ハリー・ポッターと賢者の石 第12章(後半)

透明マントを受け取ったその夜、ハリーはさっそくマントを使う。
ハリーはけっこう軽はずみなところがあるが、この日の行動も軽はずみだと思う。魔法界でも珍しいとロンが言っていた透明マントが、知らない人から贈られたのだ。送り主の意図もわからないのに、その日の夜にさっそくそのマントをかぶって歩き回ろうなんて、普通の人間なら考えるだろうか?

ハリーはランプを手に、透明マントをかぶって図書館に行く。
魔法界は全体に、中世の雰囲気を保っている。筆記具が羽根ペンと羊皮紙だったり、暖房がストーブでなく暖炉だったり。そういえば大広間の灯りは「何千本ものろうそく」だった。
この章でも、ハリーは懐中電灯でなくランプを持って歩いている。ホグワーツでは、電気器具がいっさい使われていないのだろう。「炎のゴブレット」28章でハーマイオニーが「マグルが魔法の代用品に使うものはーー電気だとかコンピューター、レーダー、そのほかいろいろだけどーーホグワーツでは全部メチャメチャ狂うの」と言っている。

図書館の禁書の棚で開いた本が叫び声をあげ、フィルチがかけつけ、ハリーは透明マントで隠れたまま廊下を走って逃げる。少しドアが開いていた部屋に飛び込んだら、そこに不思議な鏡があった。死んだはずの家族を見せてくれる鏡だった。
この部屋のドアが少し開いていたのも、ハリーが鏡を見つけたのも、この時点では偶然としか思えないように書かれている。しかし、あとで考えれば、すべてダンブルドアの計画だった。ダンブルドアは姿を隠したまま、近くで見ていたのだろう。

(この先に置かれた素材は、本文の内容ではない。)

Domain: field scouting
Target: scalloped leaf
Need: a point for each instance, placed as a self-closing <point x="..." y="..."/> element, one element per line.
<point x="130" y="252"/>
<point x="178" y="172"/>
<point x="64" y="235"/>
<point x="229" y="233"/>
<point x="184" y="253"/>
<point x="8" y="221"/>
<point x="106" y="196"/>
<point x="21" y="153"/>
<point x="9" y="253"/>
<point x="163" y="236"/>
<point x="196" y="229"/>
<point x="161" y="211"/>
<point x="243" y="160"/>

次の夜、ロンとふたりで鏡の部屋を訪れたハリーは、ロンにはハリーの家族が見えないことを知る。ロンが鏡の中に見たのは、数年後に主席バッジをつけてクィディッチ優勝カップを持っているロン自身だった。

そして三夜目、ダンブルドアがこの部屋に現れ、鏡の機能を説明する。心の奥底にある、いちばん強い望みを見せるのだと。
この時ダンブルドアは「わしはマントがなくても透明になれるのでな」と言っている。「死の秘宝」4章に出てきた「目くらまし術」だろうか。

この日本語訳には何度も不快な思いをさせられているが、Mirror of Erised を「みぞの鏡」と訳したことは同意できる。